SuLab / GeneWikiCentral

GeneWiki Organization
MIT License
5 stars 2 forks source link

civic bot not adding "instance of" statement #121

Open andrewsu opened 4 years ago

andrewsu commented 4 years ago

example: https://www.wikidata.org/wiki/Q61818930

I think this sparql query shows all items with civicIDs without instance of statements: https://w.wiki/6ww

I'm expecting that all items added/edited by the civic variant bot should be on items having instance of sequence variant (Q15304597) or one of its children

probably need to have this issue fixed before the paper goes out...

andrawaag commented 4 years ago

This one is already on my plate and a tough one. There are basically, two issues here.

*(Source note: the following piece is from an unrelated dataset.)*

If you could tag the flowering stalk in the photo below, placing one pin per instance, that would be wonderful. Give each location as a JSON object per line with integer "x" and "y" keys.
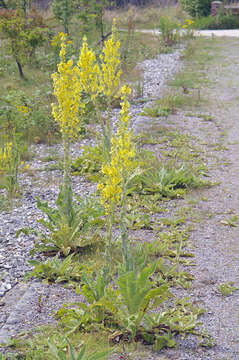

  1. Currently, not all of the sequence ontology is in Wikidata yet, simply because it is not available as CC0. This means that if a variant type by its representation in the sequence ontology, is not yet in Wikidata it needs to be added manually. My understanding of non-cc0 data is that one can not batch upload all, but adding a reference to a single SO is allowed. Being able to upload all of SO to Wikidata would solve this.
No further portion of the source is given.